7- Posizione eretta con aiuto: il bambino passa da sdraiato a seduto senza assistenza, si alza con un piede in avanti e inizia a camminare con due mani tenute.
8- Camminare: i bambini strisciano su per le scale, si alzano dal pavimento senza supporto e iniziano a camminare da soli. Inoltre si accovacciano e si alzano senza aggrapparsi ad alcun supporto.

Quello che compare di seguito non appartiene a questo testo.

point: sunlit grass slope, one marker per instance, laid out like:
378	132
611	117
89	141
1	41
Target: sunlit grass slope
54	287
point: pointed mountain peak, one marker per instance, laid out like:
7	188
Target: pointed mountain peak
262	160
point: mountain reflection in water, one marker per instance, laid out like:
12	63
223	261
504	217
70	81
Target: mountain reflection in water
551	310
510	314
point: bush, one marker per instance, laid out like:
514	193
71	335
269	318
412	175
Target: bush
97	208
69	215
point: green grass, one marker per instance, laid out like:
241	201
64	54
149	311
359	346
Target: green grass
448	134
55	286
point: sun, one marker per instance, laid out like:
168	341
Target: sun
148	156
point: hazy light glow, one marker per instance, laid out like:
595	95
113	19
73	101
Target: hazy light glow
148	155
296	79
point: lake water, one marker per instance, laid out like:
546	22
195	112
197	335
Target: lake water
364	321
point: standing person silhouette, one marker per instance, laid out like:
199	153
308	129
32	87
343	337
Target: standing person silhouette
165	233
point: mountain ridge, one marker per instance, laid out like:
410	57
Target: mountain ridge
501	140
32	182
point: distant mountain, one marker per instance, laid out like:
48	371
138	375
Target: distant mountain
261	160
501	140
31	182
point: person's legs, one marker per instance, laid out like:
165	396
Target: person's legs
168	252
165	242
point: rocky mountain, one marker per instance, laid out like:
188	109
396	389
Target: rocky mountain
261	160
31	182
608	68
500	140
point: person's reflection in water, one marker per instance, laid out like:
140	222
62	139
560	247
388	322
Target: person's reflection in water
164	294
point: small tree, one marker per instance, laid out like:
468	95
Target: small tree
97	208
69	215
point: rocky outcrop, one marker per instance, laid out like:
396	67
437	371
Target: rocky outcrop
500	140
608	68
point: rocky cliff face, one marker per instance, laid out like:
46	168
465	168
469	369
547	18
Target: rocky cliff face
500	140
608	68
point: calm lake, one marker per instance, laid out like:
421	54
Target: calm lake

Nel bambino con emofilia, diverse sollecitazioni articolari favoriscono l’insorgenza del sanguinamento. L’uso precoce della terapia profilattica con concentrati di fattori della coagulazione o di farmaci innovativi come emicizumab ha ridotto drasticamente il numero di sanguinamenti muscolari e articolari ma senza eliminarli. Mirare a zero sanguinamenti è l’obiettivo della moderna terapia dell’emofilia, ma il risultato di ottenere nessun sanguinamento evidente potrebbe non essere sufficiente per prevenire danni articolari. Affrontare qualsiasi sanguinamento subclinico dovrebbe quindi essere l’obiettivo di una terapia veramente efficace. Clinici, infermieri e fisioterapisti devono quindi informare meglio i genitori su come osservare il loro bambino, cogliere ogni minimo segno di problemi di fondo (dolore da microsanguinamento, ecc.), e quindi intervenire immediatamente interrompendo un circolo vizioso di eventi che alla fine causano danno articolare irreversibili. Non si può escludere che il sanguinamento subclinico muscolare o articolare nel neonato possa essere causato anche da movimenti troppo bruschi durante la vestizione o il cambio del pannolino. Particolare attenzione va quindi prestata alla posizione che assume un neonato/infante nello spazio, alla sua predilezione per un lato del corpo piuttosto che per l’altro, e ai movimenti più armoniosi da un lato perché neonati e infant potrebbero non essere in grado di riferire dolore piangendo o parlando, ma invece evitando la posizione dolorosa o rifiutando di camminare o svolgere determinate attività se queste generano dolore. La raccolta di queste informazioni in un diario aiuterà i fisioterapisti e gli ematologi a riconoscere un interessamento articolare molto precoce e a correggere queste disfunzioni.
L’attenta osservazione fin dalla nascita della gestualità motoria del bambino con emofilia e la rapida guarigione in caso di disfunzione sono, insieme all’attuazione precoce della profilassi, l’appropriata strategia sinergica per evitare anche il più piccolo danno articolare nell’emofilia.